Farm Machinery, Smart Tech

US trials for Aussie smart collars

A third American university will work with Australian agricultural technology company Agersens on developing their smart collar technology

 

Ohio State University will trial the smart livestock collar system developed by Melbourne-based Agersens after the groups signed a memorandum of understanding last month.

The eShepherd smart collar is designed for cattle producers to fit to livestock, enabling them to remotely fence, muster and monitor their livestock around the clock by using mapping software and an audio cue to create virtual boundaries on specific points on a property.

This latest MoU comes on the heels of similar deals struck with the University of Idaho and Kansas State University last year, as well as an extended collaboration agreement with the CSIRO formalised last November.


It comes after the company ran trials on the collar on a demonstration farm in Queensland last year – check out our story here.


The Ohio State trial will determine the efficacy and economics of the eShepherd system for US conditions, Agersens chief executive Ian Reilly says, adding that it and other land-grant universities played a role in the US similar to that of state government agriculture departments and Research and Development Corporations in Australia.

“Farmers in Ohio understand that improved grazing control creates more productive, profitable properties and are eager to adopt technologies that enable controlled grazing without the associated time constraints and labour costs,” he says.

 “Ohio State will be seeking to add eShepherd to their kit of extension service technologies that can help farmers increase their efficiency and maximise productivity.”

“Agersens anticipates the US will be a very significant potential market for eShepherd.
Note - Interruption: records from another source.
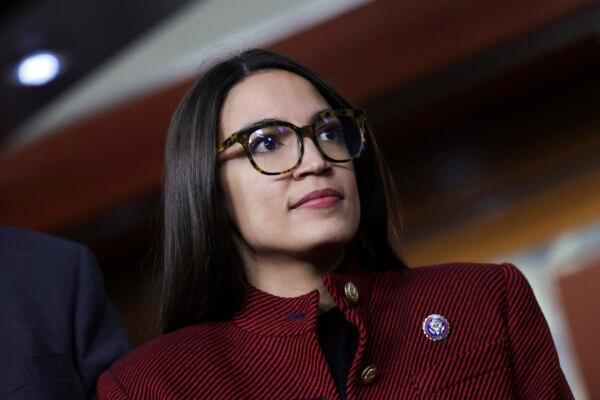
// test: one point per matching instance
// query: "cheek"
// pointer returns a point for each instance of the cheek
(257, 204)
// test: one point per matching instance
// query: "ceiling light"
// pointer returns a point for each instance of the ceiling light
(38, 68)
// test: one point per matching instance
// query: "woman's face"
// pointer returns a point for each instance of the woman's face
(264, 207)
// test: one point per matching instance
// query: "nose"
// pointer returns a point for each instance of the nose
(312, 161)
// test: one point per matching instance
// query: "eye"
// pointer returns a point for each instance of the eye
(333, 132)
(264, 144)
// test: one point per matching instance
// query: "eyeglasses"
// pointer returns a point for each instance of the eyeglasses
(277, 147)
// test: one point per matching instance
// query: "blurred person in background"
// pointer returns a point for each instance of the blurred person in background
(58, 329)
(279, 277)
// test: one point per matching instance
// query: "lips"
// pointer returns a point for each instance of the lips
(317, 194)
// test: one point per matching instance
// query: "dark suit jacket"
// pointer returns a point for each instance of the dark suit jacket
(498, 346)
(58, 331)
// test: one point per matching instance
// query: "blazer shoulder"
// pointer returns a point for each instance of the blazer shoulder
(163, 357)
(17, 240)
(452, 271)
(456, 282)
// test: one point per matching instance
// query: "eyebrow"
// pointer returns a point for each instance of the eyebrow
(266, 120)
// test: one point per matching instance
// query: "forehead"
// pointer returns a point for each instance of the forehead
(271, 93)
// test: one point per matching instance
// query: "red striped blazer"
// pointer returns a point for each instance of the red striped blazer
(498, 345)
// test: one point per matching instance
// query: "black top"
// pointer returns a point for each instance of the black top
(339, 339)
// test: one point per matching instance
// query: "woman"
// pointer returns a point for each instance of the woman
(279, 277)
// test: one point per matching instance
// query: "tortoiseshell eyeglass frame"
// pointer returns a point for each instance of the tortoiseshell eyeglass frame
(308, 131)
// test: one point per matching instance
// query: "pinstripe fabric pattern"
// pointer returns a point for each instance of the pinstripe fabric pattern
(499, 346)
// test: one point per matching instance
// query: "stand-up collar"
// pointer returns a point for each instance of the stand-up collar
(266, 314)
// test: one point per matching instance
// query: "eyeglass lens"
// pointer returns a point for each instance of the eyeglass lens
(277, 148)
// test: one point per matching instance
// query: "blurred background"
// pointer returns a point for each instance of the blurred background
(488, 112)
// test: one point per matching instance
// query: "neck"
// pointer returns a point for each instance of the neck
(286, 276)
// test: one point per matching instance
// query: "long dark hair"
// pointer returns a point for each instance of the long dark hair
(200, 271)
There are potentially more than 50 million cattle in our addressable market in the US alone,” he told TradeFarmMachinery.

John Foltz, the chair of Animal Sciences at Ohio State, says he hopes to use the eShepherd technology in a number of research projects to better understand its potential as a livestock management tool.

“It appears to have some very unique capabilities and also generates large amounts of precision livestock data, which will be valuable to our research scientists,” he says.

One of those scientists is Animal Sciences associate chair Anthony Parker, who says the ability of the GPS-enabled collars to monitor and move the herd in real time appealed to him.

“The technology has many practical applications for cattle producers in Ohio from avoiding riparian, protected or overgrazed areas to moving cattle over a landscape to ensure an even grazing pressure,” he says.

“The e-Shepherd technology fits within existing research being undertaken at The Jackson Agricultural Research Station and the Eastern Agricultural Research Station with global positioning systems to better understand cattle behaviour.”